When I was quite a bit younger, my family moved to Alabama for a few months (that’s a much longer story for another time). We lived in a brick townhome complex hedged by holly bushes and found ways to beat the heat. My sister and I didn’t meet many kids our age, but the first time we did, the group of girls stood nearly on the opposite side of the room and whispered to each other. “Are they Mexican?” was one of the whispers that I caught. Mexican? I had never thought about what I looked like before. Couldn’t they tell that my mom’s darker skin was from an Italian heritage?
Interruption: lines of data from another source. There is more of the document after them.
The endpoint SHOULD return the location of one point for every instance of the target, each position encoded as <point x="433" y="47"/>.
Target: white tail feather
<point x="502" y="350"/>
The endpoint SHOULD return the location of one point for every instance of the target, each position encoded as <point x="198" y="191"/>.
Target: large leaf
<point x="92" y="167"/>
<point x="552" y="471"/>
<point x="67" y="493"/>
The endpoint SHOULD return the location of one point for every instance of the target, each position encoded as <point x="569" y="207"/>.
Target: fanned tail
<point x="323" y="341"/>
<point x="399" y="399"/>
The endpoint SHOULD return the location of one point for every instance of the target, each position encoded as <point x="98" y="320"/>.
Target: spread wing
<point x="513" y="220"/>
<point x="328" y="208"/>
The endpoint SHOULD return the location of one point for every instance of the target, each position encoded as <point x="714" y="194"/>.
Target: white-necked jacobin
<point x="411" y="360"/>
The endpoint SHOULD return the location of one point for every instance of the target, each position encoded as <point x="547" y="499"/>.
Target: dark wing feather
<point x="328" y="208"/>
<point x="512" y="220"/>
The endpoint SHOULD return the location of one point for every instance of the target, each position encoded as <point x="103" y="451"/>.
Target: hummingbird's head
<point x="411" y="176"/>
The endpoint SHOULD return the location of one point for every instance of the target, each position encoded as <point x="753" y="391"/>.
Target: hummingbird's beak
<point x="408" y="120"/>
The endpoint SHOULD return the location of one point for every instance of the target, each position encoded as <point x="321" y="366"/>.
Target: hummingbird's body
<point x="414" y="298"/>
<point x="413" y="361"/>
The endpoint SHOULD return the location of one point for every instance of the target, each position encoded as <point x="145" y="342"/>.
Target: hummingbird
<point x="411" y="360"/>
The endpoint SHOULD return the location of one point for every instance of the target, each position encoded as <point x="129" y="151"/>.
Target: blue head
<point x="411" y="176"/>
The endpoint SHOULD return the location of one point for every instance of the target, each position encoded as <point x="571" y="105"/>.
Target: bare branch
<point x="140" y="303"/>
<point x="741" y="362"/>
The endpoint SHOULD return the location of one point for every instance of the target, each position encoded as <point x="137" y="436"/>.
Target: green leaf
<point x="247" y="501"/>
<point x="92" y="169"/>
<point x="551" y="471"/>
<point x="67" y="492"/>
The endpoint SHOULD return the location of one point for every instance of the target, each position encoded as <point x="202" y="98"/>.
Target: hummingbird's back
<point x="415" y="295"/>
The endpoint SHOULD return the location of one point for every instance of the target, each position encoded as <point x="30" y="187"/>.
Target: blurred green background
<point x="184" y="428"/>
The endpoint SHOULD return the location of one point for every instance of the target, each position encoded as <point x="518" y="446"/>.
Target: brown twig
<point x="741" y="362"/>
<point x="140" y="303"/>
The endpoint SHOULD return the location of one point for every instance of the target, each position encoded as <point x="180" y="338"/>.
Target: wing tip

I had often wished that I had inherited that trait, like my older brother did, instead of the stark, toast-in-the-sun white complexion of my dad, but it never occurred to me that it made them look different. I’d grown up my whole life with mixed shades.
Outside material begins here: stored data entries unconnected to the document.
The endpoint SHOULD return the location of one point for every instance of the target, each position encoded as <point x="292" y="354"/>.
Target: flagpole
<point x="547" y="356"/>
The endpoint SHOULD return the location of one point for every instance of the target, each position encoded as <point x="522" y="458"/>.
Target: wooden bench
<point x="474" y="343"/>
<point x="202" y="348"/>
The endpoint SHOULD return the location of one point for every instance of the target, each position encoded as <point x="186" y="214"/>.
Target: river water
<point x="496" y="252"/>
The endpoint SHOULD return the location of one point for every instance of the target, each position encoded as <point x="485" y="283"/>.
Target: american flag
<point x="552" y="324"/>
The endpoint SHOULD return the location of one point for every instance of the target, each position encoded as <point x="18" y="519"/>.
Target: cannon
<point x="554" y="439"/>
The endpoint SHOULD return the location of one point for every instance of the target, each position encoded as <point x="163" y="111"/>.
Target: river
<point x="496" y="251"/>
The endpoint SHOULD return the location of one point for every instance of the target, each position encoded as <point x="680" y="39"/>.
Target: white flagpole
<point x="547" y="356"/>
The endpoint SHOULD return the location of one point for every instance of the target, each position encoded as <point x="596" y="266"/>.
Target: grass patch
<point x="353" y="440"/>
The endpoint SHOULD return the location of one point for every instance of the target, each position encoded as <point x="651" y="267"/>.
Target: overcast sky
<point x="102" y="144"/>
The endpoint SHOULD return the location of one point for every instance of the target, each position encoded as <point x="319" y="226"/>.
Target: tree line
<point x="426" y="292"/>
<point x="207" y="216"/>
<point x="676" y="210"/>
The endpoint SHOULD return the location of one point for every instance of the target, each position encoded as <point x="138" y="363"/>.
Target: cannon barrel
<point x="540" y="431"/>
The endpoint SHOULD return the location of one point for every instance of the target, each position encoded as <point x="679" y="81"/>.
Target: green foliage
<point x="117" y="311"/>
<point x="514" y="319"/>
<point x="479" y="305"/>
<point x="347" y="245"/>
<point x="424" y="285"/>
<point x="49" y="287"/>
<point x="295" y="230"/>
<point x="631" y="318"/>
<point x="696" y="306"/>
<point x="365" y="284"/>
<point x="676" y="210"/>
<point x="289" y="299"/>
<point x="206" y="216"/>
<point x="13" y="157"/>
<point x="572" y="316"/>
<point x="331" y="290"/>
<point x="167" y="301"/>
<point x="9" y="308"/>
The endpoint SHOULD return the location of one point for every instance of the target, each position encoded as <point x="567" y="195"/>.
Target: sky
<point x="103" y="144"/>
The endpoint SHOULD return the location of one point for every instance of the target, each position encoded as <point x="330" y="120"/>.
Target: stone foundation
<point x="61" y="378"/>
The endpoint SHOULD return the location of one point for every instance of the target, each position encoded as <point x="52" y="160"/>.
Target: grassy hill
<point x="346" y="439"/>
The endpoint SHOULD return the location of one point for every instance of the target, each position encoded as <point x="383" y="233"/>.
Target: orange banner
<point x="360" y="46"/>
My first real job was working at a writing center at my undergraduate college as a tutor. Often, fellow students from my classes would come in for help on papers, and sometimes they would remember that we did, in fact, share a class. One time, I helped a middle-aged gentleman from an American literature course with a paper. We discussed his rough draft and possible avenues of exploration on Sylvia Plath and generally had a nice conversation. After I wished him luck on the paper and a nice afternoon, he stopped me with a question: “Just out of curiosity, are you Jewish?” To this day, I’m still not sure why he asked that.
A few years ago, I was given the wonderful chance to go to Japan. With some puzzlement and amusement, I realized what it’s like to not blend into a crowd. Right away, people could look at me and know that I didn’t belong, a definite gaijin. But on the other hand, my roommate would often complain that she would lose track of me in the rush of people. Blond and fond of wearing bright colors, she was easily found, but with dark hair, a mostly earth tone wardrobe, and the average height of a Japanese, I had some unintentional camouflage. Later that summer when we were walking through Kyoto, my sister’s roommate told me that I could pass for half.
“Half?” I asked.
“Half-Japanese. Dark hair, dark eyes, pale skin. And you have a Japanese soul.”
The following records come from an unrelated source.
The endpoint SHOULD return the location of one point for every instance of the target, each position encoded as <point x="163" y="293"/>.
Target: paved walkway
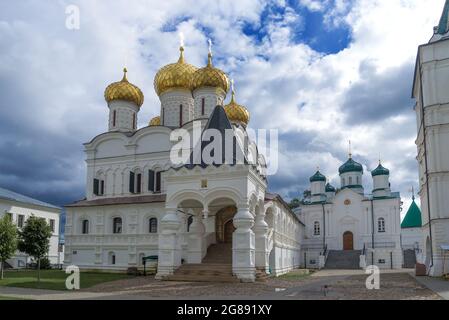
<point x="437" y="285"/>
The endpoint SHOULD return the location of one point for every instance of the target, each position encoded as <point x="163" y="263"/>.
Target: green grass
<point x="296" y="275"/>
<point x="55" y="279"/>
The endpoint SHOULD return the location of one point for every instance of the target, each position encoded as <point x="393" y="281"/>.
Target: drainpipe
<point x="324" y="226"/>
<point x="372" y="230"/>
<point x="423" y="125"/>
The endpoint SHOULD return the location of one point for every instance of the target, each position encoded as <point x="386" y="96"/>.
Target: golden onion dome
<point x="210" y="76"/>
<point x="156" y="121"/>
<point x="175" y="75"/>
<point x="124" y="90"/>
<point x="236" y="112"/>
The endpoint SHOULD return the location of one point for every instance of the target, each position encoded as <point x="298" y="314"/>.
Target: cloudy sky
<point x="322" y="72"/>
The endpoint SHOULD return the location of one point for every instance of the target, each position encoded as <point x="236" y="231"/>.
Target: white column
<point x="196" y="240"/>
<point x="169" y="244"/>
<point x="243" y="246"/>
<point x="261" y="241"/>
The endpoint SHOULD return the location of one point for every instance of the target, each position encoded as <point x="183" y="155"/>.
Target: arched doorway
<point x="223" y="224"/>
<point x="348" y="240"/>
<point x="228" y="231"/>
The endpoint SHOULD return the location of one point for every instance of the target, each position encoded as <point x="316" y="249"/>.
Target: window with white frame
<point x="316" y="228"/>
<point x="381" y="225"/>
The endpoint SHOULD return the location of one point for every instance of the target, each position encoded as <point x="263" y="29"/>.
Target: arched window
<point x="316" y="228"/>
<point x="112" y="259"/>
<point x="117" y="225"/>
<point x="189" y="222"/>
<point x="153" y="225"/>
<point x="85" y="226"/>
<point x="381" y="225"/>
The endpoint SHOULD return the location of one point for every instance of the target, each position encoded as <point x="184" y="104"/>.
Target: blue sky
<point x="322" y="72"/>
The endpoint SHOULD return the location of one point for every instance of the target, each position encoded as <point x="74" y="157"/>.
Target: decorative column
<point x="169" y="258"/>
<point x="261" y="237"/>
<point x="243" y="246"/>
<point x="196" y="240"/>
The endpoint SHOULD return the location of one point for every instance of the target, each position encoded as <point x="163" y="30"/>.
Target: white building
<point x="430" y="89"/>
<point x="211" y="218"/>
<point x="20" y="208"/>
<point x="347" y="228"/>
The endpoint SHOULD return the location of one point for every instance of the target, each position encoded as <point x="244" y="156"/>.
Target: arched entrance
<point x="348" y="240"/>
<point x="223" y="224"/>
<point x="228" y="231"/>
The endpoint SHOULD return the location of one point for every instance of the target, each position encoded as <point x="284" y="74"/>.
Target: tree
<point x="34" y="240"/>
<point x="295" y="203"/>
<point x="8" y="240"/>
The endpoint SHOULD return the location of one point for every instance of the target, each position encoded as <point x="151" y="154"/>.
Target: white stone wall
<point x="430" y="92"/>
<point x="212" y="97"/>
<point x="125" y="112"/>
<point x="170" y="107"/>
<point x="27" y="210"/>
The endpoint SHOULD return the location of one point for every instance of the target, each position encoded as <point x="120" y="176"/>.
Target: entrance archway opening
<point x="348" y="241"/>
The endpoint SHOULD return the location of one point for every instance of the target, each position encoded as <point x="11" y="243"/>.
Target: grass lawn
<point x="296" y="275"/>
<point x="55" y="279"/>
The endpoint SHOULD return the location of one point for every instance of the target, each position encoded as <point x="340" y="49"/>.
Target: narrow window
<point x="20" y="220"/>
<point x="96" y="187"/>
<point x="158" y="182"/>
<point x="117" y="225"/>
<point x="316" y="228"/>
<point x="131" y="182"/>
<point x="180" y="116"/>
<point x="203" y="102"/>
<point x="153" y="225"/>
<point x="381" y="225"/>
<point x="151" y="180"/>
<point x="85" y="225"/>
<point x="139" y="183"/>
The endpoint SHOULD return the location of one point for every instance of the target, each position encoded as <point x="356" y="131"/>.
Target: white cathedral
<point x="218" y="221"/>
<point x="198" y="220"/>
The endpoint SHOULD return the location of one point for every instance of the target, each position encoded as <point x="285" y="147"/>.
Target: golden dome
<point x="124" y="90"/>
<point x="236" y="112"/>
<point x="210" y="76"/>
<point x="175" y="75"/>
<point x="156" y="121"/>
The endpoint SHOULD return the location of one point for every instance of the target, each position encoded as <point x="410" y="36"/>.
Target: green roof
<point x="443" y="26"/>
<point x="350" y="166"/>
<point x="380" y="171"/>
<point x="413" y="217"/>
<point x="330" y="188"/>
<point x="317" y="177"/>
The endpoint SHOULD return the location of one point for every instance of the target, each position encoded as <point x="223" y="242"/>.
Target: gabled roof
<point x="13" y="196"/>
<point x="220" y="122"/>
<point x="443" y="26"/>
<point x="413" y="217"/>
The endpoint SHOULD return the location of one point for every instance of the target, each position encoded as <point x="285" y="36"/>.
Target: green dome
<point x="317" y="177"/>
<point x="350" y="166"/>
<point x="413" y="217"/>
<point x="380" y="171"/>
<point x="329" y="188"/>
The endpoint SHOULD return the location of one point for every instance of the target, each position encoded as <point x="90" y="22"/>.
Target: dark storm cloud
<point x="378" y="96"/>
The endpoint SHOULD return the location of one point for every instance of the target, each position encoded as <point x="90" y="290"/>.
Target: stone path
<point x="322" y="285"/>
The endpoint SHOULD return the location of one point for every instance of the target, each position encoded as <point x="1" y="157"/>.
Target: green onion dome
<point x="380" y="171"/>
<point x="350" y="166"/>
<point x="317" y="177"/>
<point x="329" y="188"/>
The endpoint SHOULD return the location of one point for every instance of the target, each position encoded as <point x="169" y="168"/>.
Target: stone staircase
<point x="346" y="260"/>
<point x="216" y="267"/>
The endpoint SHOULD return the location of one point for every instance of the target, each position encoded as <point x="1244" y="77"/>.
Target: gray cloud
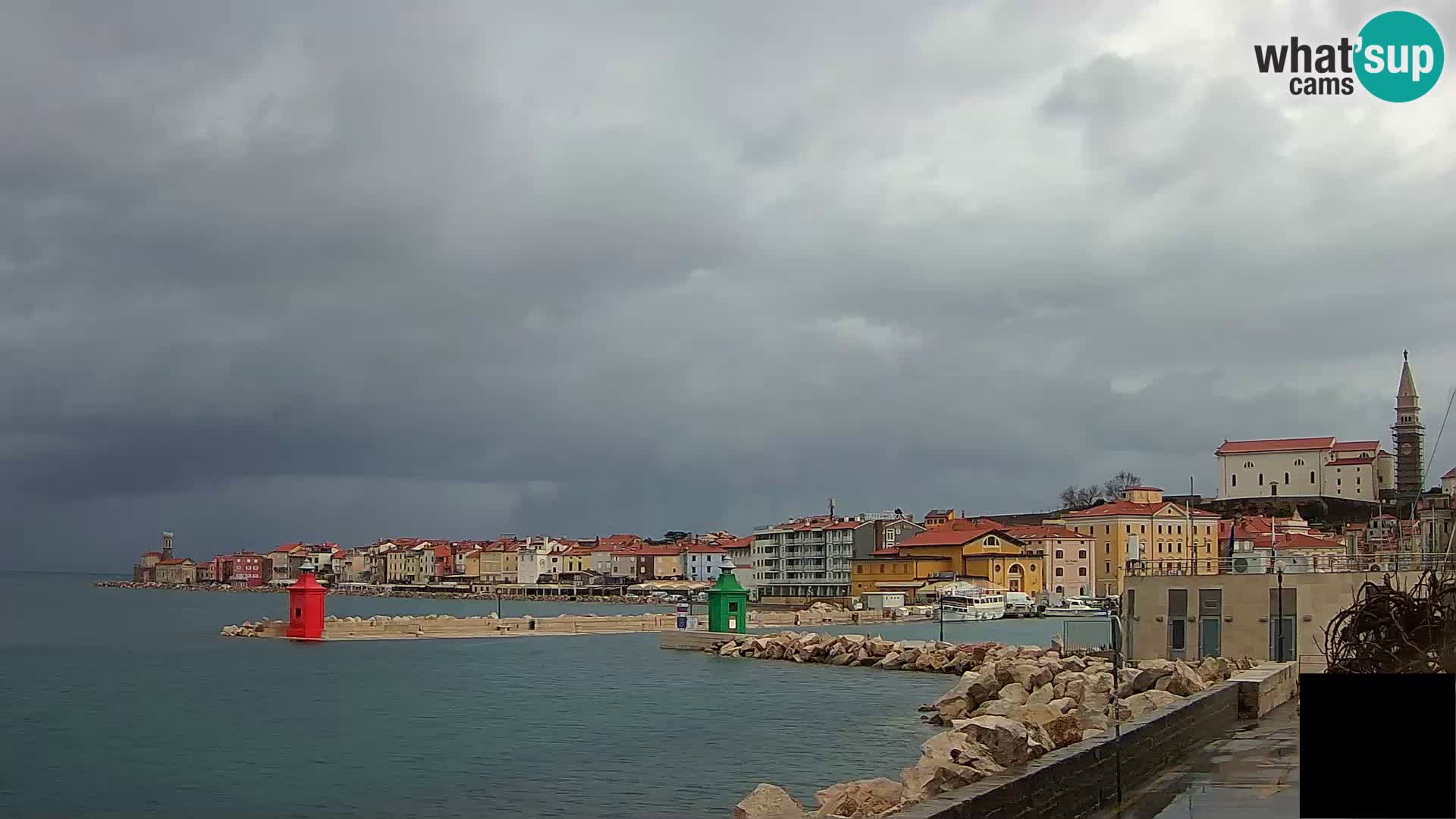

I didn’t know what to say. I didn’t know what that meant, but it felt a very high compliment.
When my sister and I studied abroad at Oxford, we took a cab to what would be our house for a few months. Our flight had arrived the day before, and we were seriously jetlagged, but perky enough to give some directions and get our bags where they needed to go. We’re both fairly quiet by nature, especially around strangers, so we sat contentedly looking out the windows as we drove through town. The cabbie spoke up after we’d been driving for a few minutes. He glanced over his shoulder for a moment and asked in a thick Middle-Eastern accent, “Are you Spanish?”
We blinked a few times, processing. “Sorry?”
“Are you from Spain, then?”
We smiled and told him, no, we’re from the United States. He shrugged, looking a little befuddled. He went on to explain that we were too quiet to be Americans.
“Americans, they always talk so much, very loud,” he said. “Want to talk, talk, talk, about everything.”
So, to this day, I’m still not sure what I “look like,” but it reminds me that people are complex creations, and though you can often judge a book by its cover, you can never know a person only by theirs. I’d like to think that everywhere a person goes, traveling by airplane or book, she picks up pieces that become a part of her without knowing it. Some of these pieces are more visible, like the British word pronunciations that one of my good friends who studied in Oxford acquired or the Japanese apologetic hand gestures that she teases me for using sometimes, but many are more subtle, the ones that quietly resonate and shape us. How often are we looking for easy ways to categorize each other when it is so much more heartening to find that other people are like you, a wonderful chaos of experience and appearance?